La Gran Bretagna, nel 1925, ritornò al sistema ante bellico, seguita nel 1927 dalla Francia, e le banche centrali affiancarono alle riserve auree alcune valute convertibili (sterline, dollari, franco francese, eccetera) dando vita al Gold Exchange Standard. Con il nuovo sistema alcune monete furono dichiarate direttamente convertibili in oro, mentre altre (come la lira italiana) non lo erano, ma erano direttamente convertibili in monete chiamate pregiate e che potevano essere convertibili.

Nel 1944, sotto il volere degli Stati Uniti e dell’Inghilterra, i rappresentati di 44 paesi si riunirono a Bretton Woods dove fu creato il Fondo Monetario Internazionale (F.M.I.) e venne fissato il prezzo del metallo a 35$/oz.
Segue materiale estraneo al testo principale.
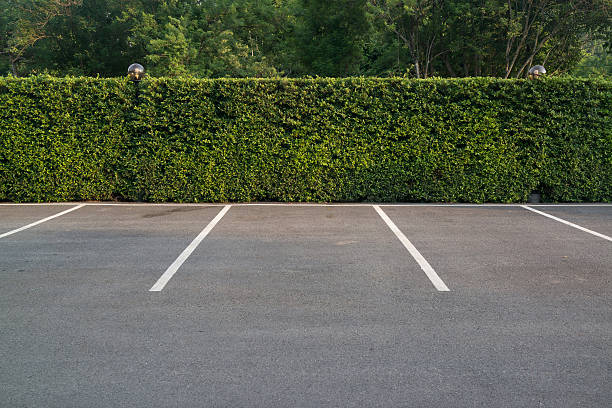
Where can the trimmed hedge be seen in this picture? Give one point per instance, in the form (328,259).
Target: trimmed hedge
(356,139)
Con questo prezzo gli USA s’impegnarono ad acquistare oro da chiunque ed a venderlo solo alle banche centrali.

Ogni paese fu obbligato a versare al F.M.I. una quota di oro e di moneta internazionale e dichiarare la parità tra la propria valuta e l’oro, o in maniera indiretta, il dollaro. Il primo paese a legalizzare la negoziazione di oro fu la Francia nel 1948, seguita dalla Svizzera nel 1951. La Svizzera non aveva vincoli né all’importazione né all’esportazione. In seguito, nel 1954, il mercato di Londra riprese la sua attività e, intorno agli anni ’60, ci fu una rottura dell’equilibrio tra domanda e offerta. Questa fu la conseguenza della grave crisi del dollaro che indusse diversi operatori a forti acquisti di oro. Era la prima volta nella storia che l’oro assumeva il ruolo di bene rifugio a fronte dell’instabilità del dollaro.

La nascita ufficiale del mercato dell’oro si fa risalire al 17 marzo 1968, giorno in cui il prezzo dell’oro veniva per la prima volta determinato dall’offerta e dalla domanda. Il 15 agosto 1971 l’amministrazione Nixon soppresse la convertibilità tra dollaro e oro e così crollava uno dei punti cruciali enunciati nel Bretton Woods. Più in là, Nixon svalutò due volte la parità del dollaro nei confronto dell’oro. Visto che il dollaro non era più convertibile in oro i diversi governi europei chiesero agli USA che il mercato ufficiale dell’oro venisse abolito, cioè avere la parità del dollaro rispetto all’oro per poter vendere oro sul libero mercato. L’abolizione ufficiale del prezzo dell’oro e quindi del doppio mercato del metallo si ebbe nel 1967 per volere dei Paesi aderenti al F.M.I.